La comunità scientifica concorda nel ritenere inderogabile una rapida transizione verso le tecnologie basate su fonti di energia rinnovabile, abbandonando definitivamente l’impiego dei combustibili fossili. Qualsiasi nuova estrazione di petrolio, gas e carbone, risulta totalmente incompatibile con gli impegni internazionali volti a limitare il riscaldamento globale sotto 1.5°C.
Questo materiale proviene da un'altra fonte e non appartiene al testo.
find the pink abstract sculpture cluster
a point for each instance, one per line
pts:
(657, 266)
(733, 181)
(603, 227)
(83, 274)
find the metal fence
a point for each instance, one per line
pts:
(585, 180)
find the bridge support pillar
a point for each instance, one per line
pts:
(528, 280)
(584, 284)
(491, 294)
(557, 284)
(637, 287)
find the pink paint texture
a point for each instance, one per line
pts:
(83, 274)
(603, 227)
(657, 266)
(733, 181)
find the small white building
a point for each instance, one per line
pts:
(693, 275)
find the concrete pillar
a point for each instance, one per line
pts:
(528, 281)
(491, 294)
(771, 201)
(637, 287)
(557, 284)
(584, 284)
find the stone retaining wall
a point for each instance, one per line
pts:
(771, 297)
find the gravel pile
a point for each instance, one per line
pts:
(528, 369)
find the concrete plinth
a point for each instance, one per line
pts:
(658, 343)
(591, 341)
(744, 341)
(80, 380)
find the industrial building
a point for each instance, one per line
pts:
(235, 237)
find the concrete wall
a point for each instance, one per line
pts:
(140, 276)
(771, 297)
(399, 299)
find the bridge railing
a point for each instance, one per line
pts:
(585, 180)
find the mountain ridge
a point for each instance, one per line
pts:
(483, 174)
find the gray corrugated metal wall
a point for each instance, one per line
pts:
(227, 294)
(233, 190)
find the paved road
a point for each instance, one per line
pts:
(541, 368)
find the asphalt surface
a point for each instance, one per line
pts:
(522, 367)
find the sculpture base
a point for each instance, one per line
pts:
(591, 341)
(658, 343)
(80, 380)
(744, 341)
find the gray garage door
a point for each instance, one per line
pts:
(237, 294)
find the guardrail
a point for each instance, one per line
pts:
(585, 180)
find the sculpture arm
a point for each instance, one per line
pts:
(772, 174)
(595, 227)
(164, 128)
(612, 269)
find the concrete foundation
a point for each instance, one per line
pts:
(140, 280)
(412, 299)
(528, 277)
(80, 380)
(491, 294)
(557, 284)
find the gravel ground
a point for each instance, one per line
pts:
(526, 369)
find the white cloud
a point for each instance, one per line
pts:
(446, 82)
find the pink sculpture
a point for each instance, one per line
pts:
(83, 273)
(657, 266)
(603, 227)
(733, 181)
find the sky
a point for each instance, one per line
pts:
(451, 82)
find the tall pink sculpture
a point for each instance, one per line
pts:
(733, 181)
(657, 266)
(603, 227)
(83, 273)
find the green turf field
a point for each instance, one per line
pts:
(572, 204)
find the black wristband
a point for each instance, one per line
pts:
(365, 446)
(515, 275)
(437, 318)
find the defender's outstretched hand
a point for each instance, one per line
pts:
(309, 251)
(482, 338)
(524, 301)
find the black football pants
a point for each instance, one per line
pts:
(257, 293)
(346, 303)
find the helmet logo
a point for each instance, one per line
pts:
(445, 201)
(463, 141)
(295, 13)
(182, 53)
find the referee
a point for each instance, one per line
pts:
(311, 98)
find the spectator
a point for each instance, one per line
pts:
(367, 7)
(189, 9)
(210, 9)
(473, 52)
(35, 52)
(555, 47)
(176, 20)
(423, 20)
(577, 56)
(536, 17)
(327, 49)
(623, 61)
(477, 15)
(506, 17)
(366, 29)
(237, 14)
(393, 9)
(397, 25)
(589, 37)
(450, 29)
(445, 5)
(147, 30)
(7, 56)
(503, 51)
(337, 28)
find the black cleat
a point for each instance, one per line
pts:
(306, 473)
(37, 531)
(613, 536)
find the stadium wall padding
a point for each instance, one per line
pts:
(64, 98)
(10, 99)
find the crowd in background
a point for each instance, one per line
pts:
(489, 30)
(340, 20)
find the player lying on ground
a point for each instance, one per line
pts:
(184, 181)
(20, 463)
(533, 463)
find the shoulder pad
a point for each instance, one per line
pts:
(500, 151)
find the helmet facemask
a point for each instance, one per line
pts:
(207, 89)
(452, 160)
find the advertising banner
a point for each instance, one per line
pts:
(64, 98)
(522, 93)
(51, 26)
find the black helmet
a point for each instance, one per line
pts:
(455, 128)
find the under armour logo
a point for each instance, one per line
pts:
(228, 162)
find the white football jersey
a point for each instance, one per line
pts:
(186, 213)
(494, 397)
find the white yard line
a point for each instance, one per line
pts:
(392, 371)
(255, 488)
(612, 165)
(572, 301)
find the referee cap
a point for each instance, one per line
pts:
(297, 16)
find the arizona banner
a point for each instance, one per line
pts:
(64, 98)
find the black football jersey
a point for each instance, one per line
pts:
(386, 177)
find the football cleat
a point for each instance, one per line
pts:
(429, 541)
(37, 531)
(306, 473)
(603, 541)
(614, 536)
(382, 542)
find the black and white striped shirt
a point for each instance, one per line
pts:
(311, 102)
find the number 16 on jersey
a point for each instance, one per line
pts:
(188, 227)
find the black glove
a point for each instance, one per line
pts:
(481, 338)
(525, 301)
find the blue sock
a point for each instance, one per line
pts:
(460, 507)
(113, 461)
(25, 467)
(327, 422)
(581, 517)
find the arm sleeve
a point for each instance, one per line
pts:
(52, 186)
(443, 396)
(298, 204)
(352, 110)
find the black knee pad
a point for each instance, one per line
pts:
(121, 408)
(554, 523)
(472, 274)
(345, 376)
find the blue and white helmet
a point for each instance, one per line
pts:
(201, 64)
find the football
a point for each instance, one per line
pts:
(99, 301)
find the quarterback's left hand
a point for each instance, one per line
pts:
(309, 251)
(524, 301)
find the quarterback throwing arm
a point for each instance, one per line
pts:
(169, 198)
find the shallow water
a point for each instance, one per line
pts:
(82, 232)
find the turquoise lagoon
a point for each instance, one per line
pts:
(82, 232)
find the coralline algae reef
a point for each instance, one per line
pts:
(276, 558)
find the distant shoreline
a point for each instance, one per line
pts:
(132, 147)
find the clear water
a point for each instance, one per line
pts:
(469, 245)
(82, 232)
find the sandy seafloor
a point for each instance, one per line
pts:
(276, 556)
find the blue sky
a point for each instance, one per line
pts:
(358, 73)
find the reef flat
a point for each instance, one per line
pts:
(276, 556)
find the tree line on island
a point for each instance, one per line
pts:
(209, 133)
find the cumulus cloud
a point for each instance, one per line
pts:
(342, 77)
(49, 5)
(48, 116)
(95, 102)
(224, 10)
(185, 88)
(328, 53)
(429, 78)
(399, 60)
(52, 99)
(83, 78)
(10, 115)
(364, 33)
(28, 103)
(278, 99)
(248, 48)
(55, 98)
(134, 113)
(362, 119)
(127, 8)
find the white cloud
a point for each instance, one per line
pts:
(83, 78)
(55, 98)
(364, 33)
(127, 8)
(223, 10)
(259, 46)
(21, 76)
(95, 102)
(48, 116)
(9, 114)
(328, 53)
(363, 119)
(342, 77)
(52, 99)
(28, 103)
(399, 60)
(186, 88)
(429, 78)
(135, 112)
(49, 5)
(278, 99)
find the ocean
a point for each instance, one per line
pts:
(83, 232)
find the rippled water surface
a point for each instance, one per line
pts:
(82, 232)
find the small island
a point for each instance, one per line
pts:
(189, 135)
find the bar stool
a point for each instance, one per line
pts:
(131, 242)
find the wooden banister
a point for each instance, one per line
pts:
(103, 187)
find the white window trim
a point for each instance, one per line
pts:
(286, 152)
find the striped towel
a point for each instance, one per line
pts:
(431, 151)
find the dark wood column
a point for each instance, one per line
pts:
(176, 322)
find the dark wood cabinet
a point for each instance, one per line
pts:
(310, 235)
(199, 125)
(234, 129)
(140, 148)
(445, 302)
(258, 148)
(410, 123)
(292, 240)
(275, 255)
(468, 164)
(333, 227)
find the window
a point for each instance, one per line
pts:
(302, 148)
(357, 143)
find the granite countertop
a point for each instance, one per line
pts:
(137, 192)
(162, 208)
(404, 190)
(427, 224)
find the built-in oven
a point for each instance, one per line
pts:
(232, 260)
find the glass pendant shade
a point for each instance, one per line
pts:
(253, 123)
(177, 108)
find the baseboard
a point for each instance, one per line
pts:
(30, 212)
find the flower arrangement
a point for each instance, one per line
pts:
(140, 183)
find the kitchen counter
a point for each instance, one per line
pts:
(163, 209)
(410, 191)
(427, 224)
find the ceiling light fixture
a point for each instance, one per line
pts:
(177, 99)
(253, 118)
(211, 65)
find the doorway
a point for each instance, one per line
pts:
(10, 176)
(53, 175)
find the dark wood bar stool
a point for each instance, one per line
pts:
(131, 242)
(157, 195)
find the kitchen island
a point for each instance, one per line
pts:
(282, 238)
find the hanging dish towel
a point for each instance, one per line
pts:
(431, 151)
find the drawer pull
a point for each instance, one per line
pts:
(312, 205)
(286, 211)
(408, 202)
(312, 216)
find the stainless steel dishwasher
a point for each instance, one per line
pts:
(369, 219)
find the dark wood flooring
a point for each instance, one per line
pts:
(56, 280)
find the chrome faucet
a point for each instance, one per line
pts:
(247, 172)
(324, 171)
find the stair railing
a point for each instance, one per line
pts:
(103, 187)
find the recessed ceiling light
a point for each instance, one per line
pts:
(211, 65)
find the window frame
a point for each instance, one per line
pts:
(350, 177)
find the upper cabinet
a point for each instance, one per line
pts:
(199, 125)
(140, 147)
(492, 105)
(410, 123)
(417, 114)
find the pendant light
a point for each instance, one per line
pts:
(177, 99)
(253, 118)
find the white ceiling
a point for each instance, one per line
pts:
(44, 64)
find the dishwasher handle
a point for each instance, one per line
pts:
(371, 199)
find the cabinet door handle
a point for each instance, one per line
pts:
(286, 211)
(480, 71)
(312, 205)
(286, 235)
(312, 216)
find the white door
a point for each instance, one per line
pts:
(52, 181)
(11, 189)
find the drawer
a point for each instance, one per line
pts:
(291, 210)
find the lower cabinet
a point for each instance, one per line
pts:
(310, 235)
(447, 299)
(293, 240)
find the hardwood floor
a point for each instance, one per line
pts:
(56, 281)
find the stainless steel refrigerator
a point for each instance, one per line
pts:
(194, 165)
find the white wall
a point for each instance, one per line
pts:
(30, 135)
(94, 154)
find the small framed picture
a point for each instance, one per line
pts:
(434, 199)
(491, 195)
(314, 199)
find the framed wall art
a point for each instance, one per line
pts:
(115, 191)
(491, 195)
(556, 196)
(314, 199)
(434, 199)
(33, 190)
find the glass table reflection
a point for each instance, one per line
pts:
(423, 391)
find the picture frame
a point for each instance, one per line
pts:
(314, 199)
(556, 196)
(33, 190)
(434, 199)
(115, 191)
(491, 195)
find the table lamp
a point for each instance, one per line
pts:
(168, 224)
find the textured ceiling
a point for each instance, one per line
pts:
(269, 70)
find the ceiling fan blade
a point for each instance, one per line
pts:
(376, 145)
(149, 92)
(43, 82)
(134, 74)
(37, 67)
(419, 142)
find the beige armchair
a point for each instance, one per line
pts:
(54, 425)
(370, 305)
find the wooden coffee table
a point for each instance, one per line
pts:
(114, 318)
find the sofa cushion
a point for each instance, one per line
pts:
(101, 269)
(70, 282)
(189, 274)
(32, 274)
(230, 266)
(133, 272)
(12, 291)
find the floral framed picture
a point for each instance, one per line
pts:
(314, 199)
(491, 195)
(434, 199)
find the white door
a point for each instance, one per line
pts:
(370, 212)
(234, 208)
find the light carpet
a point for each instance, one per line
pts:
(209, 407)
Queste le dichiarazioni di Lidy Nacpil, coordinatrice dell’Asian Peoples Movement on Debt and Development: “Non stiamo combattendo soltanto per le comunità che vivono attorno alle infrastrutture di combustibili fossili, è in gioco la salute e il benessere dell’intera specie umana e degli ecosistemi. Diciamo #FastFairForever (rapida, equa, per sempre) perché la lotta contro l’industria dei combustibili fossili deve avere al centro l’equità e la giustizia, altrimenti non avrà successo. Dobbiamo ricostruire le nostre economie come economie post-carbonio, prima o entro il 2050. Questo momento di settembre è una fase di convergenza di diversi momenti internazionali, tra cui il vertice delle Nazioni Unite e l’Africa Climate Summit, in cui popoli di tutto il mondo chiedono giustizia climatica. In Asia abbiamo dimostrato che l’azione per il clima porta a vittorie e risultati. Riconosciamo le nostre vittorie, e allo stesso tempo riconosciamo che possiamo e dobbiamo fare ancora di più”.

La popolazione mondiale ribadisce quindi la richiesta di giustizia climatica: i paesi con alle spalle un’eredità storica di inquinamento e distruzione ambientale devono guidare questo processo di cambiamento, finanziandolo e rendendolo sostenibile a livello internazionale. Una transizione equa, un sistema energetico efficiente e giusto, deve rispettare tanto la natura, quanto i diritti fondamentali delle popolazioni e delle comunità.